I have no problem bowing to instructors, statues, pictures of the founder, etc.  Bowing is not worshipping, it is a sign of respect.  I can respect an icon, a flag, a very knowledgable person, or a concept/idea...  When I used to train with a very religious man, he closed class with a prayer.  I bowed my head.  I didn't share his beliefs, but I respected him and his beliefs, as I would expect people to respect me and my beliefs.  Bowing my head in no way invalidated my own beliefs.


----------



## Touch Of Death

> _Originally posted by Old Fat Kenpoka _
> *I'm sure the Kajukenbo prayer is no problem for the overwhelming majority of prospective students.  It's just not the right prayer for me and my people. *


OFK,
I have trained breifly in two different forms of Kajukenbo.
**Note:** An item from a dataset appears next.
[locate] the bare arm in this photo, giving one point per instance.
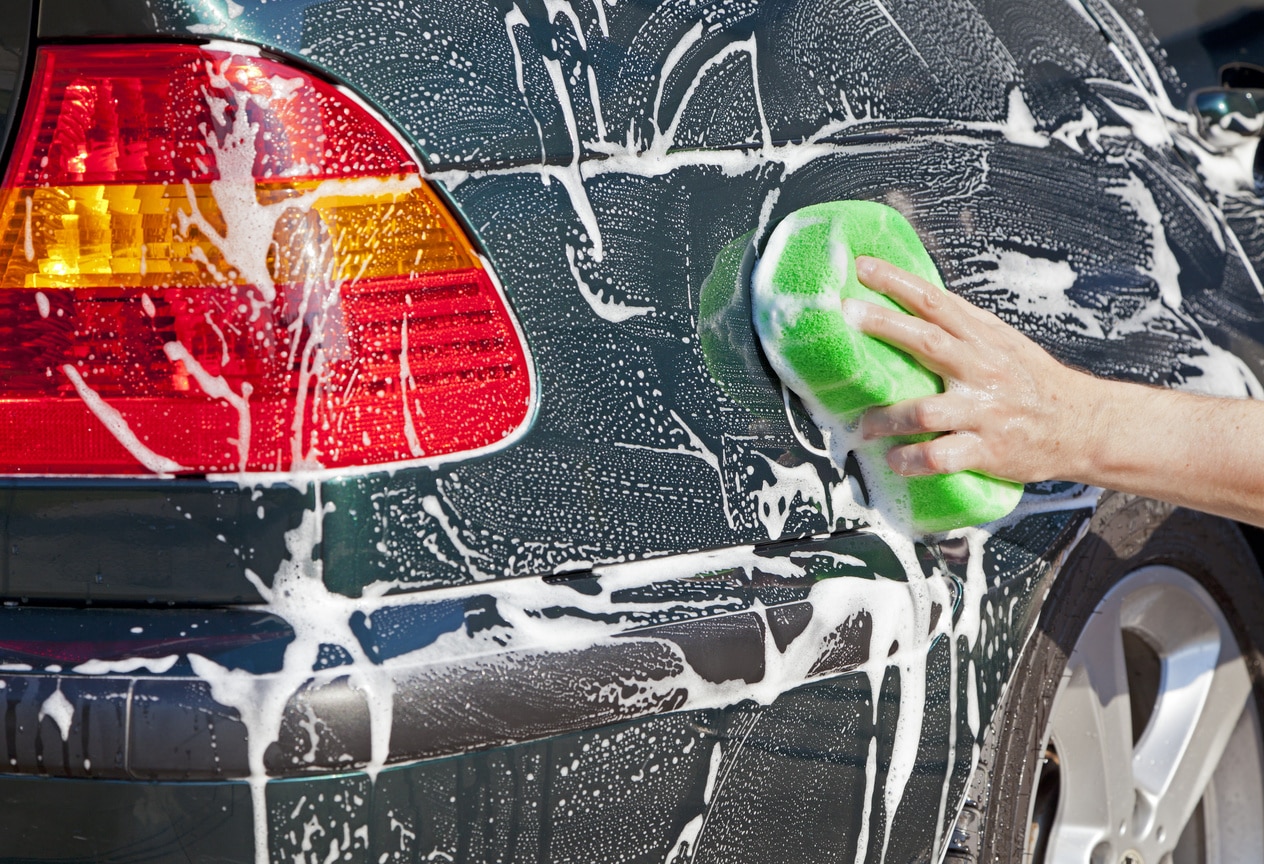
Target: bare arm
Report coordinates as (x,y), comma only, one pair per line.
(1011,411)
One was with a guy named "Kimo" Fierrio. We never prayed and I was very impressed with the system. I later got an oportunity to train here in Washinton state with a guy that taught out of his home. It was then that I found out how cool Kimo was because I absolutely hated what this particular guy was teaching. I never went back and couldn't tell you if they prayed or not. Not all Kajukenbo is the same so I wouln't negate the art from your short list. Maybe just that school.


----------



## rmcrobertson

You know, it's funny. I never seem to've heard any stories about agnostics and materialists going on and on about their beliefs before starting class...


----------



## twinkletoes

> I never seem to've heard any stories about agnostics and materialists going on and on about their beliefs before starting class...



Maybe I will be the first 


"You think you're a soul?  How did you get in that body?  How do you move it around?"  
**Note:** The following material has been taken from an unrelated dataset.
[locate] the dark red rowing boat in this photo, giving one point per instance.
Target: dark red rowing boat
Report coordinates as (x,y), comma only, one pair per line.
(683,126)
"Is there life after death?  Doesn't that mean "life after life ends"?  Boy is THAT a dumb question.  That's like asking if dinner continues after dinner ends....."


I think I will start the Worldwide Atheist/Materialist Martial Arts Fellowship Association.  Anyone else in?  

~TT

"We are living in a material world, and I am a material philosopher."


----------



## Old Fat Kenpoka

Sean:  I definitely wouldn't eliminate Kajukenbo from my short list.  Just that one school for that one reason.  And really, it is my personal problem and not a problem with the school.  The school has a strong lineage (as far as I know) and everything else about them (except for maybe the 100 push ups if you are late to class) looks pretty appealing.


----------



## Cruentus

> The US was NOT founded by puritans. The puritans were a small sect. Many of our founding fathers were, in fact, Deist or Agnostic. See below quotes.
> 
> 
> Thomas Jefferson:
> 
> "I have examined all the known superstitions of the word, and I do not find in our particular superstition of Christianity one redeeming feature. They are all alike founded on fables and mythology. Millions of innocent men, women and children, since the introduction of Christianity, have been burnt, tortured, fined and imprisoned. What has been the effect of this coercion? To make one half the world fools and the other half hypocrites; to support roguery and error all over the earth."
> 
> John Adams:
> 
> "The doctrine of the divinity of Jesus is made a convenient cover for absurdity."
> 
> Adams signed the Treaty of Tripoli. Article 11 states:
> 
> "The Government of the United States is not in any sense founded on the Christian religion."
> 
> Here's Thomas Paine:
> 
> "It is the duty of every true Deist to vindicate the moral justice of God against the evils of the Bible."
> 
> And; "The Christian church has set up a religion of pomp and revenue in pretended imitation of a person (Jesus) who lived a life of poverty."
> 
> James Madison:
> 
> "Religion and government will both exist in greater purity, the less they are mixed together."
> 
> These founding fathers were a reflection of the American population. Having escaped from the state-established religions of Europe, only 7% of the people in the 13 colonies belonged to a church when the Declaration of Independence was signed.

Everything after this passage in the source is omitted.